The filed rate doctrine can often provide a strong defense to an insurer in a class action claiming that insurance premiums were too high for some reason. A recent Second Circuit decision applied the doctrine broadly. This decision is likely to be helpful to insurers in future cases.
Rothstein v. Balboa Insurance Co., No. 14-2250-cv, 2015 U.S. App. LEXIS 12623 (2d Cir. July 22, 2015), was one of numerous putative class actions that have been filed involving “forced-placed” homeowners insurance. Where a mortgage borrower does not maintain homeowners’ (or, where required, flood) insurance on his or her home, the lender has the right to purchase a policy to protect its interests, and charge the premium to the borrower. The policy purchased by the lender is typically called a “forced-placed” or “lender-placed” policy. In Rothstein, the plaintiffs alleged “that they were fraudulently overbilled because the rates they were charged did not reflect secret ‘rebates’ and ‘kickbacks’ that GMAC [the lender] received from Balboa through Balboa’s affiliate, Newport Management Corporation.” Id. at *2. The central allegation was that Newport provided certain “loan tracking services” to GMAC at no charge, which reduced GMAC’s expenses, in exchange for GMAC agreeing to buy lender-placed insurance exclusively from Balboa. While GMAC charged the plaintiffs the filed rates for the insurance, the plaintiffs alleged that the rates should have been discounted because of the benefit of the services being provided by Newport. Id. at *6.
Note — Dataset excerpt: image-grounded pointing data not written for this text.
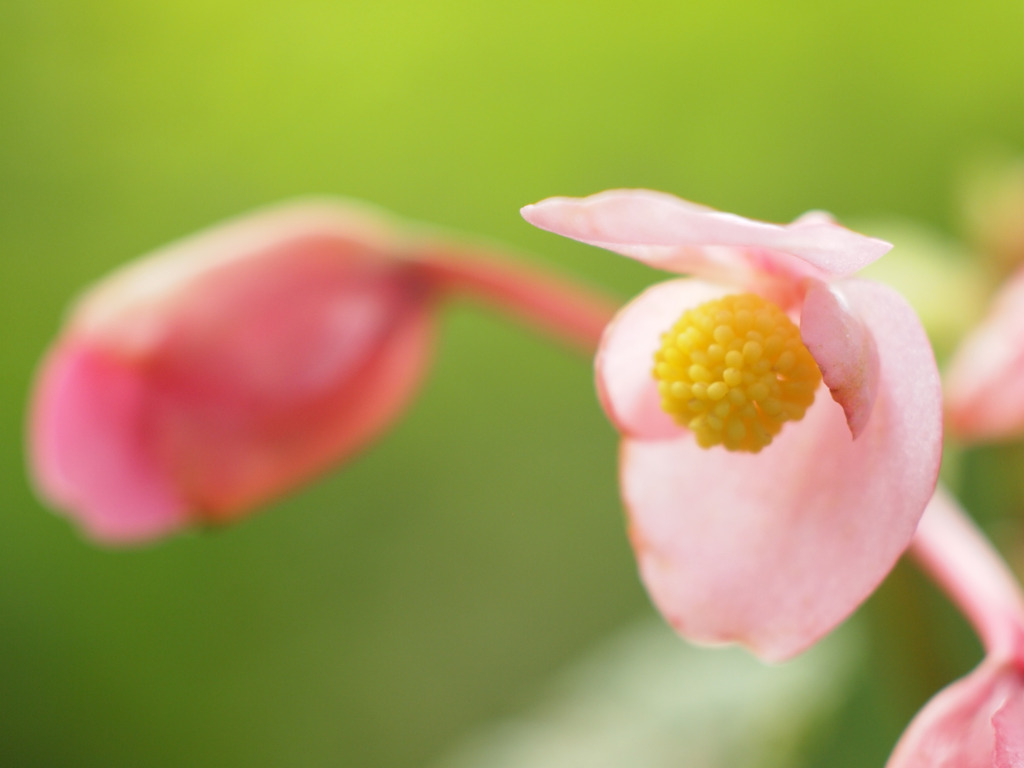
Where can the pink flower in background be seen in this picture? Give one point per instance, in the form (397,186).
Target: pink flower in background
(226,369)
(985,379)
(761,512)
(977,722)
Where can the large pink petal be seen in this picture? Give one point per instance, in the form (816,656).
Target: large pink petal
(773,550)
(974,723)
(625,384)
(672,233)
(985,379)
(844,348)
(92,448)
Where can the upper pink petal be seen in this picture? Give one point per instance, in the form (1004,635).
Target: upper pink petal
(675,235)
(773,550)
(985,379)
(844,348)
(625,360)
(974,723)
(92,446)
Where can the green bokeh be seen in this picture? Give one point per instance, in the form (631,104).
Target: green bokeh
(383,613)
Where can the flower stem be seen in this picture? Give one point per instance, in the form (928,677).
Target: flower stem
(951,549)
(554,305)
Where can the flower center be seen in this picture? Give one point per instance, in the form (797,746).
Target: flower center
(734,371)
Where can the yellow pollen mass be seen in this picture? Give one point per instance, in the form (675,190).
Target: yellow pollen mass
(733,371)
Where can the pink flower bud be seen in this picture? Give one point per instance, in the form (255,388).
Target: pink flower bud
(224,370)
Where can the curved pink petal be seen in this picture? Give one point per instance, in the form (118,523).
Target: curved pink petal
(773,550)
(625,383)
(977,722)
(128,309)
(229,368)
(91,446)
(844,349)
(671,233)
(985,379)
(271,378)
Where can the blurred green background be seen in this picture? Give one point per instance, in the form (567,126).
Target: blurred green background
(389,611)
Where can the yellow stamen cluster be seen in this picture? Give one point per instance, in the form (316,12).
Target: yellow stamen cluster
(733,371)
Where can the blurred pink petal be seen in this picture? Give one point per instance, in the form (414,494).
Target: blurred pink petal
(91,448)
(225,370)
(977,722)
(985,379)
(771,549)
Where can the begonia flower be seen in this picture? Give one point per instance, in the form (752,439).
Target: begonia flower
(225,369)
(762,511)
(977,722)
(985,377)
(222,371)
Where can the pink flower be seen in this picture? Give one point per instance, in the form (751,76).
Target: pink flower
(749,528)
(985,378)
(977,722)
(226,369)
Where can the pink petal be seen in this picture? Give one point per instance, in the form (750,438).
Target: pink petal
(236,365)
(671,233)
(1009,724)
(844,349)
(974,723)
(773,550)
(985,379)
(92,446)
(625,383)
(273,376)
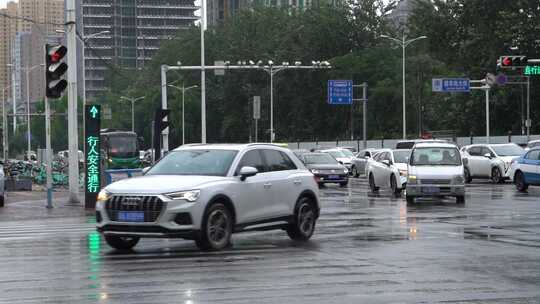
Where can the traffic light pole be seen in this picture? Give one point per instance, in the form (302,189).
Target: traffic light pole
(486,89)
(73,139)
(48,151)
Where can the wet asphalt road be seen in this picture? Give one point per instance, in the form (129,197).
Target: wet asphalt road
(366,249)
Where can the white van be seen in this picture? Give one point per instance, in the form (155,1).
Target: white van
(436,170)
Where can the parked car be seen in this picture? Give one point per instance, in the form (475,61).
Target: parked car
(533,144)
(435,169)
(360,161)
(206,192)
(409,144)
(300,152)
(343,156)
(389,170)
(326,169)
(525,170)
(489,161)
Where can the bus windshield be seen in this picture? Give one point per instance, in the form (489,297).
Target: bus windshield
(123,146)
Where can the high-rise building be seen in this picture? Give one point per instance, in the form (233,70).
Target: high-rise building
(8,29)
(48,13)
(24,27)
(135,30)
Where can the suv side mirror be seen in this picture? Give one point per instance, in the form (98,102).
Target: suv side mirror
(247,171)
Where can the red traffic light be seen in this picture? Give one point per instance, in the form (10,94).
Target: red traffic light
(56,53)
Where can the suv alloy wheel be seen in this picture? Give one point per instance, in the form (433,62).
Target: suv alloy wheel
(303,226)
(216,229)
The Second Circuit, reversing the denial of a motion to dismiss, held that “a claim challenging a regulator-approved rate is subject to the filed rate doctrine whether or not the rate is passed through an intermediary,” and “[t]he claim is therefore barred if it would undermine the regulator’s rate-setting authority or operate to give the suing ratepayer a preferential rate.” Id. at *3. The Second Circuit further explained that plaintiffs’ theory could succeed only if the services provided by Newport were required to be reflected in the rates, and “it is squarely for the regulators to say what should or should not be included in a filed rate.” Id. at *10-11.
As this decision demonstrates, the filed rate doctrine is a defense worth considering in cases that involve insurance premiums.